"Come, sweetheart," I said. "I have been away so long, I'm hungering for your welcome."

I held out my hands to her. Her face was very white as she made one step toward me, and then the love-light filled her brown eyes, the glorious beauty of the pink blossoms swept her cheek. I put my arms around her and drew her close to me, my own little girl, whom I had loved and thought I had lost forever.

"Oh, Phil, Phil, are you here again? Are you—" she put her little hand against my hair curling rebelliously over my cap's brim. "Are you mine once more?"

"Am I, Marjie? Six feet of me has come back; but, little girl, I have never been away. I have never let you go out of my life. It was only the mechanical action that went away. Phil Baronet stayed here! Oh, I know it now—I was acting out there; I was really living here with you, my Marjie, my own."

I held her in my arms as I spoke, and we looked out at the sweet sunset prairie. The big cottonwood, shapely as ever, was outlined against the horizon, which was illumined now with all the gorgeous grandeur of the May evening. The level rays of golden light fell on us, as we stood there, baptizing us with its splendor.

"Oh, Marjie, it was worth all the suffering and danger to have such a home-coming as this!" I kissed her lips and pushed back the little ringlets from her white forehead.

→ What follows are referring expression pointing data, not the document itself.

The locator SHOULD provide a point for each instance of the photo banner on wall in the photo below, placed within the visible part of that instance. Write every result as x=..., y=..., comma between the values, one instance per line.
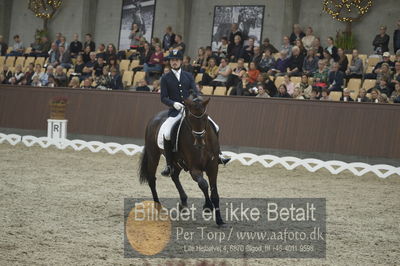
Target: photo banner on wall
x=249, y=19
x=140, y=12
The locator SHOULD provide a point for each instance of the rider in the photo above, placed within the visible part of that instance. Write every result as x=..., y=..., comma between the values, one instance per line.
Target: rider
x=176, y=86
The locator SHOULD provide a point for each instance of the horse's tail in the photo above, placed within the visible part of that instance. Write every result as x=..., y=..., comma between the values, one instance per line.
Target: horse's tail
x=143, y=168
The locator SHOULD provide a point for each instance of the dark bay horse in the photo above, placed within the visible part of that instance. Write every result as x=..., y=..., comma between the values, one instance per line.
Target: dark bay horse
x=198, y=151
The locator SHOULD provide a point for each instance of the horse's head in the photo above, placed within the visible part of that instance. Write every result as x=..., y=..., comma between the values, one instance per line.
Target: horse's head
x=196, y=115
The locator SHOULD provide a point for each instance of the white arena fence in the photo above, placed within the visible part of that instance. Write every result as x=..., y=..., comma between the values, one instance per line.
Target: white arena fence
x=247, y=159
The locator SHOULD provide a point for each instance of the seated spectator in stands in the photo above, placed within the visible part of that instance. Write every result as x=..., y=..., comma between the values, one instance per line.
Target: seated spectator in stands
x=262, y=93
x=295, y=67
x=168, y=39
x=336, y=78
x=60, y=77
x=343, y=61
x=297, y=94
x=116, y=80
x=253, y=72
x=54, y=55
x=235, y=32
x=210, y=73
x=247, y=51
x=186, y=66
x=18, y=75
x=332, y=49
x=135, y=36
x=381, y=41
x=223, y=48
x=324, y=95
x=98, y=66
x=179, y=44
x=281, y=64
x=74, y=83
x=268, y=46
x=76, y=46
x=297, y=34
x=3, y=46
x=286, y=46
x=304, y=86
x=237, y=74
x=282, y=92
x=29, y=74
x=267, y=62
x=288, y=84
x=310, y=64
x=156, y=86
x=308, y=40
x=319, y=50
x=35, y=82
x=18, y=47
x=142, y=86
x=64, y=57
x=356, y=67
x=235, y=49
x=362, y=96
x=303, y=50
x=346, y=96
x=223, y=73
x=89, y=43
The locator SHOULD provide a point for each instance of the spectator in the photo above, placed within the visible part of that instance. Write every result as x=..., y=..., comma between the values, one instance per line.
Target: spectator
x=332, y=49
x=135, y=36
x=76, y=46
x=89, y=43
x=282, y=92
x=309, y=39
x=168, y=39
x=319, y=50
x=362, y=96
x=116, y=80
x=310, y=64
x=60, y=77
x=342, y=60
x=222, y=74
x=286, y=46
x=304, y=86
x=179, y=44
x=381, y=41
x=268, y=46
x=247, y=51
x=262, y=93
x=356, y=67
x=396, y=38
x=235, y=32
x=3, y=46
x=336, y=78
x=297, y=34
x=18, y=47
x=295, y=67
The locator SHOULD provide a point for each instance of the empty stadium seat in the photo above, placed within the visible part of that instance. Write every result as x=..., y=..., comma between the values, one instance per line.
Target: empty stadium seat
x=207, y=90
x=220, y=90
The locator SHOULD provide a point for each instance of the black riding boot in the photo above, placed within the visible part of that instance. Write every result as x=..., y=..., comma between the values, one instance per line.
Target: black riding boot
x=168, y=157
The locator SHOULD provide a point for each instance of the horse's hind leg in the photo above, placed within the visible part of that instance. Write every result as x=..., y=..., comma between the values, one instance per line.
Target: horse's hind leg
x=182, y=194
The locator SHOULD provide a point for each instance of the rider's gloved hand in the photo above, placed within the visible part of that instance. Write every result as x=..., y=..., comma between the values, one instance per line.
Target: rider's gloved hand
x=178, y=106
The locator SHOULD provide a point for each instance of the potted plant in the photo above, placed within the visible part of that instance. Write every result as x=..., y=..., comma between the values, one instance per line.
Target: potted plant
x=58, y=106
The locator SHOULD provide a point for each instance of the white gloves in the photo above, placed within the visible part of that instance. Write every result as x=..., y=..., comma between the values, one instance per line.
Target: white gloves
x=178, y=106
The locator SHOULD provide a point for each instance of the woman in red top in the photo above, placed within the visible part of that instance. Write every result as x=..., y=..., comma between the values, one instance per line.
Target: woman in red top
x=253, y=72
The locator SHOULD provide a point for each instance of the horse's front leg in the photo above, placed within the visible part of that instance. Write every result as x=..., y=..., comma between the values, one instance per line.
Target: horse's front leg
x=197, y=176
x=212, y=173
x=182, y=194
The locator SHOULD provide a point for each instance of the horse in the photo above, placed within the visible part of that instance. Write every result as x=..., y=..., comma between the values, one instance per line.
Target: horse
x=198, y=151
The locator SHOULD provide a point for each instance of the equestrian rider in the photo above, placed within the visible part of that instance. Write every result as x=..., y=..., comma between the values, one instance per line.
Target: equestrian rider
x=176, y=86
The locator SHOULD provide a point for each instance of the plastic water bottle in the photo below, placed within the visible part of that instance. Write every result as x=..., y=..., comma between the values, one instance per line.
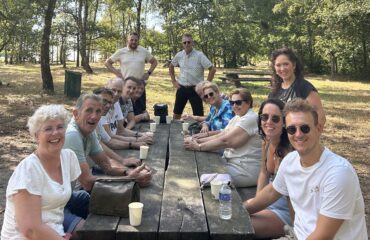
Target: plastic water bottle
x=225, y=202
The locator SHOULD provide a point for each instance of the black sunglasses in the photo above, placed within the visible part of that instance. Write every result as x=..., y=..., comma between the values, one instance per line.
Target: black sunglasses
x=237, y=102
x=293, y=129
x=211, y=94
x=275, y=118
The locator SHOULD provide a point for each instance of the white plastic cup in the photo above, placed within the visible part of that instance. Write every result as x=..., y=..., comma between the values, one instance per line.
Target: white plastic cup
x=157, y=119
x=153, y=126
x=144, y=152
x=215, y=188
x=169, y=119
x=185, y=127
x=135, y=212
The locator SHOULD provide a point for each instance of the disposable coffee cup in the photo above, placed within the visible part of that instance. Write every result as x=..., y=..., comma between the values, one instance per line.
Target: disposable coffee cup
x=185, y=127
x=169, y=119
x=157, y=119
x=215, y=188
x=144, y=152
x=153, y=126
x=135, y=212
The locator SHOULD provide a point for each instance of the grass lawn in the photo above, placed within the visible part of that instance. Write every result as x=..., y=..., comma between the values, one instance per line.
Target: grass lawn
x=346, y=105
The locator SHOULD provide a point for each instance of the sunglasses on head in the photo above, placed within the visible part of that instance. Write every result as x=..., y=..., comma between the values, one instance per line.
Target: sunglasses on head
x=293, y=129
x=275, y=118
x=209, y=95
x=237, y=102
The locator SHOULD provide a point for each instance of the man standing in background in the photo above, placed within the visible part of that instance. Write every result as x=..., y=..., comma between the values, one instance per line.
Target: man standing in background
x=132, y=61
x=192, y=64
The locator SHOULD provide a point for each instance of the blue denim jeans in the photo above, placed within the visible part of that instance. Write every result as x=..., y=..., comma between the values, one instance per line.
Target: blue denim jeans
x=76, y=209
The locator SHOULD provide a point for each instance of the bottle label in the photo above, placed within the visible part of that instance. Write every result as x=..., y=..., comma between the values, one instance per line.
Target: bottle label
x=225, y=197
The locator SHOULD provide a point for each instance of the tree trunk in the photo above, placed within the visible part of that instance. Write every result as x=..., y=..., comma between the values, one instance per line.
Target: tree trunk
x=138, y=16
x=364, y=54
x=6, y=56
x=78, y=50
x=47, y=78
x=82, y=25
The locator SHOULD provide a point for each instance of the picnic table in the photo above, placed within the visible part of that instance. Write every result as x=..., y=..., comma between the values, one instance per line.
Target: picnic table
x=251, y=75
x=175, y=207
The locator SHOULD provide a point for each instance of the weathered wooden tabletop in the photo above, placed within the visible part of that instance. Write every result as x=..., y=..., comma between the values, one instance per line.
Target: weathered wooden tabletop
x=174, y=205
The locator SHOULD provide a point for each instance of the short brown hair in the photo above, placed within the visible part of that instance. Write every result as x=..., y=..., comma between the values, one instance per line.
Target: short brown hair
x=187, y=35
x=210, y=85
x=81, y=100
x=134, y=79
x=245, y=95
x=103, y=90
x=300, y=105
x=134, y=34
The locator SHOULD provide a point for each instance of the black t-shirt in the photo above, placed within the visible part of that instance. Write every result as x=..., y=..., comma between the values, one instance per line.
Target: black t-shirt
x=299, y=89
x=139, y=106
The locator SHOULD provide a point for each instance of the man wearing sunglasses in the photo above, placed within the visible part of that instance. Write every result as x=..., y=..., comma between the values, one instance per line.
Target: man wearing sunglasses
x=192, y=64
x=323, y=187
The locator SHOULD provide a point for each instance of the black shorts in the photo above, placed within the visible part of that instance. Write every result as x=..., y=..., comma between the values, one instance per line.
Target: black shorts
x=185, y=93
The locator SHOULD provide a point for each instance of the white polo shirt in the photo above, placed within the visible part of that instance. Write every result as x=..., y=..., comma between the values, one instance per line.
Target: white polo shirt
x=132, y=62
x=192, y=67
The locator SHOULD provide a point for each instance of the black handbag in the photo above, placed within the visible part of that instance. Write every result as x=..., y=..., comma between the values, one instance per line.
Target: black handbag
x=161, y=109
x=112, y=195
x=195, y=128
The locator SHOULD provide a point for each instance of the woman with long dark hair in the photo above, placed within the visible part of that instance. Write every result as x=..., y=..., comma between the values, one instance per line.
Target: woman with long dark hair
x=269, y=223
x=288, y=81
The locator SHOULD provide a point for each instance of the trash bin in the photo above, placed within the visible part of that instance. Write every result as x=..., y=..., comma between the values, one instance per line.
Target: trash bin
x=72, y=84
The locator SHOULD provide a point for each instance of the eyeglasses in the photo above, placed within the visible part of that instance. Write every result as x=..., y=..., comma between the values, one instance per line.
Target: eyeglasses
x=275, y=118
x=209, y=95
x=106, y=102
x=49, y=130
x=237, y=102
x=293, y=129
x=116, y=91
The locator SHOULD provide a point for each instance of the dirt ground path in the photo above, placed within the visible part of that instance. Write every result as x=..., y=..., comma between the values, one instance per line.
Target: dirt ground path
x=346, y=130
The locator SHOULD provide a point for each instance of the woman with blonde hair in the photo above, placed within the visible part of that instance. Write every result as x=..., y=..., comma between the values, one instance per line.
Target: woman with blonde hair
x=40, y=186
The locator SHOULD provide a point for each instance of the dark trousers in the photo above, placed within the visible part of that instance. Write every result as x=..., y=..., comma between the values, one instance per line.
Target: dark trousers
x=183, y=94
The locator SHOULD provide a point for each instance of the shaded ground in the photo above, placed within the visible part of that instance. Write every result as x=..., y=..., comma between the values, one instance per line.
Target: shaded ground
x=346, y=105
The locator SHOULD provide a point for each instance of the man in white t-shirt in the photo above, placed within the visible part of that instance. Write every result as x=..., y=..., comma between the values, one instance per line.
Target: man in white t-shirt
x=323, y=187
x=105, y=140
x=192, y=64
x=113, y=122
x=132, y=61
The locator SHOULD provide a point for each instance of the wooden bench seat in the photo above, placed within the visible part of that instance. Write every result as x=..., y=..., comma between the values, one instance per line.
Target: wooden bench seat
x=246, y=79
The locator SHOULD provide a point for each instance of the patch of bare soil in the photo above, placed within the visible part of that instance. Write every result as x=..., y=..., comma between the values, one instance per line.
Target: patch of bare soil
x=346, y=133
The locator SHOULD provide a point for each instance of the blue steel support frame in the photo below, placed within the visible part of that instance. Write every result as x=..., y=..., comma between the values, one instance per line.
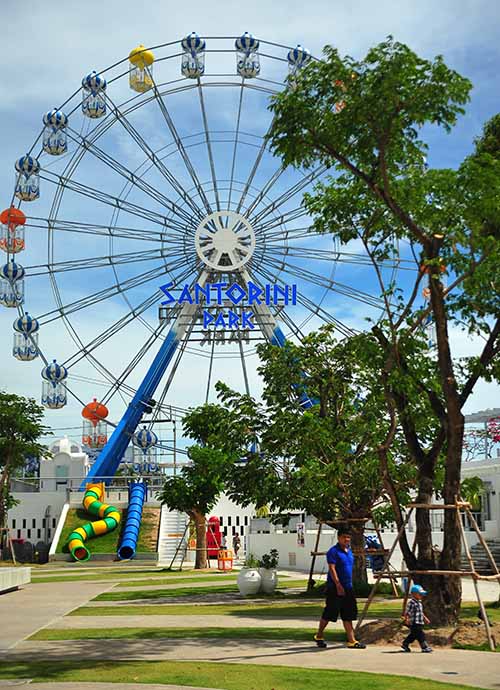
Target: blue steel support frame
x=111, y=455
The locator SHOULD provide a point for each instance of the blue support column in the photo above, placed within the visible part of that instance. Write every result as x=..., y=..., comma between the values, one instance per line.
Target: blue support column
x=110, y=457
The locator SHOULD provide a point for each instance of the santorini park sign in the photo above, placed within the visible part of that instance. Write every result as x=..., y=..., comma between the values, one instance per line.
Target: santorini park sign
x=219, y=300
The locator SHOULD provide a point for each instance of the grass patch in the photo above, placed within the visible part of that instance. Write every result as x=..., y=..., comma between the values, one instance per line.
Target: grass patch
x=146, y=580
x=218, y=577
x=108, y=543
x=214, y=675
x=180, y=592
x=273, y=609
x=218, y=633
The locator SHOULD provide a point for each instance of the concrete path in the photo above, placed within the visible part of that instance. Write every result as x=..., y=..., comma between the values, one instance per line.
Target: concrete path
x=92, y=686
x=35, y=606
x=478, y=669
x=161, y=621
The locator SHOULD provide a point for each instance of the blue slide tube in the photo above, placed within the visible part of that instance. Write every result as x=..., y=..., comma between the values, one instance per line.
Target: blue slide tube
x=137, y=493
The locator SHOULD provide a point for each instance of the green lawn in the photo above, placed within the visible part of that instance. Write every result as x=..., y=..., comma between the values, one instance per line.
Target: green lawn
x=181, y=591
x=213, y=675
x=277, y=634
x=96, y=575
x=146, y=580
x=108, y=543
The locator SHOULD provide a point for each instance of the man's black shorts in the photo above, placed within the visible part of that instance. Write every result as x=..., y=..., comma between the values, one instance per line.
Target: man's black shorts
x=346, y=606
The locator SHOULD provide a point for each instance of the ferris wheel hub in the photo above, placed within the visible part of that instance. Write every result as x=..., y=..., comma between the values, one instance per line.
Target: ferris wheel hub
x=224, y=240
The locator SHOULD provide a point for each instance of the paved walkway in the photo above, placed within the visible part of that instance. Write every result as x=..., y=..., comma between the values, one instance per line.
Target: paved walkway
x=45, y=604
x=479, y=669
x=35, y=606
x=92, y=686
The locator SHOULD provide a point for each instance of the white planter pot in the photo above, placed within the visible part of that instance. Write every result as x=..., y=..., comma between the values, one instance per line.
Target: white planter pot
x=249, y=581
x=269, y=580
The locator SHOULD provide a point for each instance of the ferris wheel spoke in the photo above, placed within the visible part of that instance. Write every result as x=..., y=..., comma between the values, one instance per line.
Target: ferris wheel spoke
x=102, y=295
x=131, y=177
x=157, y=162
x=209, y=144
x=287, y=217
x=100, y=262
x=300, y=233
x=337, y=256
x=138, y=234
x=235, y=147
x=290, y=193
x=281, y=313
x=180, y=146
x=134, y=313
x=315, y=309
x=109, y=200
x=265, y=189
x=324, y=282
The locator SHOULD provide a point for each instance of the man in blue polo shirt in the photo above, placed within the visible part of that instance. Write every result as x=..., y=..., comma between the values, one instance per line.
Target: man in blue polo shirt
x=340, y=597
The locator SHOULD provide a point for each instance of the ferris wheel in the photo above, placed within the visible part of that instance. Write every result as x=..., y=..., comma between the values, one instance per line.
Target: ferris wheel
x=162, y=233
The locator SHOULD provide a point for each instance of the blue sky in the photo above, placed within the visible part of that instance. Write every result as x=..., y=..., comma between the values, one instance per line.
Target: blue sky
x=62, y=43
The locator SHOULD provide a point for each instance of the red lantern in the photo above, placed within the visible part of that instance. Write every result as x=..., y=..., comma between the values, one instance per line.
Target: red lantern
x=94, y=428
x=12, y=237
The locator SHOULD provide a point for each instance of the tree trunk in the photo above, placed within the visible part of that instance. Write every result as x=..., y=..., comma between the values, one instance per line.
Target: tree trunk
x=451, y=555
x=358, y=549
x=201, y=539
x=451, y=588
x=425, y=553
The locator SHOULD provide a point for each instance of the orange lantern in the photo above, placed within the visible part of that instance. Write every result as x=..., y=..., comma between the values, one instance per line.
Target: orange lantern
x=12, y=235
x=94, y=428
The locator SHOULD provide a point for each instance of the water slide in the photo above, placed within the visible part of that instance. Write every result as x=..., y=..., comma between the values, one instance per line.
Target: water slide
x=110, y=519
x=137, y=493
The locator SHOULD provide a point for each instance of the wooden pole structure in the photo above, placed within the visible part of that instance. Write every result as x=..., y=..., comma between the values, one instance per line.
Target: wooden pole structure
x=387, y=559
x=313, y=559
x=473, y=570
x=379, y=537
x=483, y=541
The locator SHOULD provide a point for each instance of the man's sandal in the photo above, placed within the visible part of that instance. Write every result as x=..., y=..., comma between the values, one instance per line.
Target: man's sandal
x=356, y=645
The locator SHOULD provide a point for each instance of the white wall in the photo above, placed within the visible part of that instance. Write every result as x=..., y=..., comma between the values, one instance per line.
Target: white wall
x=233, y=519
x=35, y=517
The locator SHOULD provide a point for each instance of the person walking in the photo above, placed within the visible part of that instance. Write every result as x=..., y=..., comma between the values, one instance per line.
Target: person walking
x=415, y=619
x=340, y=599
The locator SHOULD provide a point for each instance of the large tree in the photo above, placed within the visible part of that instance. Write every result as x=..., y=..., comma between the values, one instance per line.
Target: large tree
x=365, y=120
x=321, y=429
x=20, y=428
x=196, y=489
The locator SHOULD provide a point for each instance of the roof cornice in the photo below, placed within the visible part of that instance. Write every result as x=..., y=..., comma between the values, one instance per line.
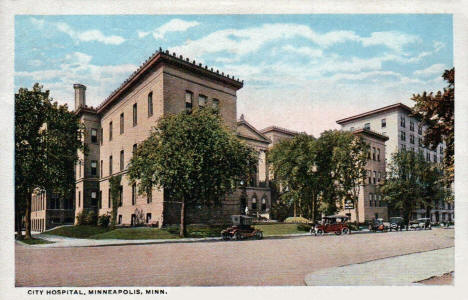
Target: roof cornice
x=165, y=57
x=375, y=111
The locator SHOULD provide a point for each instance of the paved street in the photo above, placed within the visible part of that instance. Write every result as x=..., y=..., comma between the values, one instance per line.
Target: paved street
x=266, y=262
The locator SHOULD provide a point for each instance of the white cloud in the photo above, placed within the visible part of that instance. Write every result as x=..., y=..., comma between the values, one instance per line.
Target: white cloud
x=391, y=39
x=174, y=25
x=432, y=70
x=38, y=23
x=89, y=35
x=438, y=46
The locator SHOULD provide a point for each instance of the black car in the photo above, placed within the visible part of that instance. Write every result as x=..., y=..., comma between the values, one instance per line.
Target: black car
x=397, y=223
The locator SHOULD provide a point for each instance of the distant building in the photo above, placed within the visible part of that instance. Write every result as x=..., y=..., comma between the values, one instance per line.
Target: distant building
x=370, y=204
x=404, y=132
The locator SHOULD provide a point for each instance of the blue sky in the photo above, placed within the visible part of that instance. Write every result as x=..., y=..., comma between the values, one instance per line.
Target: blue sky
x=302, y=72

"It is vouchsafed to a man sometimes to know a bit of heaven here on earth," Father Le Claire had said to me out on this rock six years before. It was a bit of heaven that came down to me in the purple twilight of that May evening, and I lifted my face to the opal skies above me with a prayer of thankfulness for the love that was mine once more. In that hour of happiness we forgot that there was ever a storm cloud to darken the blue heavens, or ever a grief or a sin to mar the joy of living. We were young, and we were together. Over the valley swept the sweet tones of the Presbyterian Church bell. Marjie's face, radiant with light, was lifted to mine.

"I must go to prayer meeting, Phil. I shall see you again—to-morrow?" She put the question hesitatingly, even longingly.

"Yes, and to-night. Let's go together. I haven't been to prayer meeting regularly. We lost out on that on the Staked Plains."

"I must run home and comb my hair," she declared; and indeed it was a little tumbled. But from the night I first saw her, a little girl in her father's moving-wagon, with her pink sun-bonnet pushed back from her blowsy curls, her hair, however rebellious, was always a picture.